State capture – the phrase that united a nation against corruption and ultimately lead to a change of leadership – is still fresh in the memories of all South Africans.
With a new president, a renewed commitment to stamp out corruption, and a democracy that is maturing year by year, our country, city, political climate and even the commercial property sector as a whole have much to be grateful for.
Unfortunately, there will always be corrupt elements, both in government and the private sector – and the only way to keep them at bay is to develop an ethical culture in all areas of life.
State capture: blame extends far beyond the president’s office
The highly publicised removal of Jacob Zuma from the country’s highest office was celebrated by from Cape Town to Limpopo as a victory against corruption – but it would be a mistake to believe that state capture began and ended with the former president.
- From cabinet ministers to government officials and some of the most trusted names in South Africa’s financial industry, scores of people and organisations have been implicated in state capture.
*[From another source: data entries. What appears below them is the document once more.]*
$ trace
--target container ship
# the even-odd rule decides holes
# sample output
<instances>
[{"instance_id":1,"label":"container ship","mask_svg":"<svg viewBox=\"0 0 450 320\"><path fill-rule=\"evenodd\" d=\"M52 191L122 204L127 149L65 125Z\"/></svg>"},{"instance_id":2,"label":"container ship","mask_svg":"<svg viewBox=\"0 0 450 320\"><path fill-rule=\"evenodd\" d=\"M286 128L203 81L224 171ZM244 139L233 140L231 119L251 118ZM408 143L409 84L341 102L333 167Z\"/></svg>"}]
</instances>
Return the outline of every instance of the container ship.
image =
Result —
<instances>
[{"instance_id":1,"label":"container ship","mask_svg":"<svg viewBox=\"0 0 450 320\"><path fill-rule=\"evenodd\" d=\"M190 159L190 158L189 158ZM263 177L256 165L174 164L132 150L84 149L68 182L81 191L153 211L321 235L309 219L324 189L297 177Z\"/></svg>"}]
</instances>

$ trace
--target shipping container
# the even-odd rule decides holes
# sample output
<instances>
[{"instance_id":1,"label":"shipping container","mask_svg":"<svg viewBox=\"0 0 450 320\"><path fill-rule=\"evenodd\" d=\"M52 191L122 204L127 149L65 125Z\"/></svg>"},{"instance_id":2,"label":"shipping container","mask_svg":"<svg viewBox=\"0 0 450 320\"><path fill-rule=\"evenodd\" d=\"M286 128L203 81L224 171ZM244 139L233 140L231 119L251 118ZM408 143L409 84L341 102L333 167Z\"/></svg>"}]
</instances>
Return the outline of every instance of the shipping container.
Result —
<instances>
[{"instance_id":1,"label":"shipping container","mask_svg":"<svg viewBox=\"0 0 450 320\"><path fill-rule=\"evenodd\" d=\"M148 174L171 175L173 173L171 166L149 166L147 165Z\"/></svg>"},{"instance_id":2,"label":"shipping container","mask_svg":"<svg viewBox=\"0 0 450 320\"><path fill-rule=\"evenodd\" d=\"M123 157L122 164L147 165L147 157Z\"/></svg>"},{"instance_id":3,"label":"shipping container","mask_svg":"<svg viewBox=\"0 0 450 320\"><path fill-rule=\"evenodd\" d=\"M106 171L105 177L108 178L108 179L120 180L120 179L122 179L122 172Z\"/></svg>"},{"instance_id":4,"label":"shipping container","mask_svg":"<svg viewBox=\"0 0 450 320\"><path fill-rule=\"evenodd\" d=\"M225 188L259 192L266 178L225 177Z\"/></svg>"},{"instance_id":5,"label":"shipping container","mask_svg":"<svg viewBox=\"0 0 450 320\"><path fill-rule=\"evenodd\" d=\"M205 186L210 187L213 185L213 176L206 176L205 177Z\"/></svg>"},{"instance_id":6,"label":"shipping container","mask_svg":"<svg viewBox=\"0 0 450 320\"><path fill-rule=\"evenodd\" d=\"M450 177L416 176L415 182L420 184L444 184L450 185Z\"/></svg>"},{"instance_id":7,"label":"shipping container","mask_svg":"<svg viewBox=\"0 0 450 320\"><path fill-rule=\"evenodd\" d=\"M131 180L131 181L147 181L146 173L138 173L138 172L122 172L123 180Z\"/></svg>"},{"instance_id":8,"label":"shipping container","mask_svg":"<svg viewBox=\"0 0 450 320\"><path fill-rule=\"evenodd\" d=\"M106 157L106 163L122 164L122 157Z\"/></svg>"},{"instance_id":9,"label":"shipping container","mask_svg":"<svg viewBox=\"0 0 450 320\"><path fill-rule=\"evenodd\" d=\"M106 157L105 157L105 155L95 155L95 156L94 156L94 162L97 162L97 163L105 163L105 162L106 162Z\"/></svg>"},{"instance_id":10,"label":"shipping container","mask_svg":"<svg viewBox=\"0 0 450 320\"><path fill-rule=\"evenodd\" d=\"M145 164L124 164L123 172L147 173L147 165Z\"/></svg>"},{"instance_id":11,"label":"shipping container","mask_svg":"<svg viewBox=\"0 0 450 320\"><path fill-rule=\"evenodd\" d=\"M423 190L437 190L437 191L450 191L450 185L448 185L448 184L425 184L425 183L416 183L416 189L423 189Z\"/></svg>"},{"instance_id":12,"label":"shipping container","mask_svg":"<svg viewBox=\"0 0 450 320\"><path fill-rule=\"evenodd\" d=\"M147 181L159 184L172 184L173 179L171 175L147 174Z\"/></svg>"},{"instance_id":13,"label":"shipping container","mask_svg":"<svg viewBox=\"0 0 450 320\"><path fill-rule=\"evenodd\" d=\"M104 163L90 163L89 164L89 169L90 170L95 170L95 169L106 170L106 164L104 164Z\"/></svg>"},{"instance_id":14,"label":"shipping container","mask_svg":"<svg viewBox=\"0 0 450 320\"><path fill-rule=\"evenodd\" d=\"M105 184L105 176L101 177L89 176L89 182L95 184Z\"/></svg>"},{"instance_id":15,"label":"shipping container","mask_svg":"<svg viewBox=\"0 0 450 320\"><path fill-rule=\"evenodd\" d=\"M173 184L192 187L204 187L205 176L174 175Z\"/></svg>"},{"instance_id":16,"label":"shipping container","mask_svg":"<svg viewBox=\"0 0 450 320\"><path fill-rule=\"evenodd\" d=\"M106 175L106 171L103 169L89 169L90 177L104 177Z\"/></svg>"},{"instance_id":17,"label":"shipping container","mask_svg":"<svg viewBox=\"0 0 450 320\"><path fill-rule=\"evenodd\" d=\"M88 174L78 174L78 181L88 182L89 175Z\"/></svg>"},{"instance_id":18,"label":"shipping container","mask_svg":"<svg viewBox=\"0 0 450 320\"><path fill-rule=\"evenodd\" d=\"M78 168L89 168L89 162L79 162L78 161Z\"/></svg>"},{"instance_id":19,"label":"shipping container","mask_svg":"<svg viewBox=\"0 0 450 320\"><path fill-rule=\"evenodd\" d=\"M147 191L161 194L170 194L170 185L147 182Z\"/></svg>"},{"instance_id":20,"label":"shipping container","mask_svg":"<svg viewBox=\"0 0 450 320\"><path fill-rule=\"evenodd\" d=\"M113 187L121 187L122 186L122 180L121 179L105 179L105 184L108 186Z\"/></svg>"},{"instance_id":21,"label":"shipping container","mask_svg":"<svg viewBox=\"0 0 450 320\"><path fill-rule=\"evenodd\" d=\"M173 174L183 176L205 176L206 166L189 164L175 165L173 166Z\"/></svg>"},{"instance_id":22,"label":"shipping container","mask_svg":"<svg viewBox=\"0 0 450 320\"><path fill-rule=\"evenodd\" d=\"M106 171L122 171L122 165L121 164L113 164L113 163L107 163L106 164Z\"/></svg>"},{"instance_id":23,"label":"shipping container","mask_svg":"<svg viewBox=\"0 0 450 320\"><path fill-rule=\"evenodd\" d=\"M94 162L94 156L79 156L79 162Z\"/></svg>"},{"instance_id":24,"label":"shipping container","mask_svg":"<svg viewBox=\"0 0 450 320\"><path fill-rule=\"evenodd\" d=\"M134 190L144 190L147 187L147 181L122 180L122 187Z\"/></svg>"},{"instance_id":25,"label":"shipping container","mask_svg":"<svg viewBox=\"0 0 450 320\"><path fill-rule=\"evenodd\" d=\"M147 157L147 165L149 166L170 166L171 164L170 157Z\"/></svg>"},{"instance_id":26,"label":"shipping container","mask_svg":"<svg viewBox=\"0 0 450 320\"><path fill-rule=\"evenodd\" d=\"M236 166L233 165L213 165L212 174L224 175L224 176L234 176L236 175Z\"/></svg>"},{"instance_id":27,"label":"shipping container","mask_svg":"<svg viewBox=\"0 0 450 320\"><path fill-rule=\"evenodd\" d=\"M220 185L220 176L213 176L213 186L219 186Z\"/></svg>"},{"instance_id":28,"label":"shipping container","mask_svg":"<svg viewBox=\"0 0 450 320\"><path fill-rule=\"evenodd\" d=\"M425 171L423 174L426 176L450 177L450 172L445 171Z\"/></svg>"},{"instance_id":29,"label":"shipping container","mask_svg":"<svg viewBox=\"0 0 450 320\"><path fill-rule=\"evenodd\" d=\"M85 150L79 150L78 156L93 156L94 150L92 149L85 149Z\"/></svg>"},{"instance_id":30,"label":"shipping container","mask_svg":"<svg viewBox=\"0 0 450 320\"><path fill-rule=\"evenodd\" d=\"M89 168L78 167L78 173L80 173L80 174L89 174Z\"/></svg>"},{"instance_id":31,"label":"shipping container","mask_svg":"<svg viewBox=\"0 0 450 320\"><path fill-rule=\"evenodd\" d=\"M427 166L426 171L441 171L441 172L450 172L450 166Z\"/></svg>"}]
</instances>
While investigations are ongoing, and nobody has been sentenced as yet, one thing is extremely clear: South Africa’s descent into state capture was made possible by a culture of turning a blind eye to corruption.
That culture is in urgent need of change.
Making ethical behaviour a way of business – and life
Despite the prominent voices of corporate governance advocates, several well-known corporations have been accused of aiding and abetting state capture.
Government tenders and fiscal mismanagement are not the only examples of dishonest dealings.
The recent accounting scandal and financial collapse at Steinhoff shook investor confidence and revealed a lack of ethical conduct at one of South Africa’s iconic corporates.
Many South Africans are beginning to ask themselves and each other uncomfortable questions: Have we become desensitised to corruption? Can government and large corporates be trusted to do the right thing without our constant supervision? Are we somehow responsible for these developments?
Whatever your personal opinion on the matter, you’ll probably agree that the public and private sectors need an ethical compass – and the King IV regulations aim to be that compass.
Drafted by Judge Mervyn King in 2016 – when state capture was at its height – the new regulations move away from rules-based thinking. Companies will now be judged by the principles they embrace and the results they produce, not the fact that they “technically” comply with the law.
With any luck, this should help to instil an ethical culture in the SA business environment – and the commercial property sector should do its part to comply.
Turning our commercial spaces into ethical spaces
There are plenty of businesses in South Africa – and in the commercial space – that already operate according to ethical principles.
While recognising this achievement, the sector will need to ensure that all its members hold themselves to a high ethical standard.
Transparent dealings with building owners, tenants, the surrounding community and the local government are excellent starting points. This includes full disclosure when buying, selling or letting office space and working together to ensure the sustainability of our sector, city and country.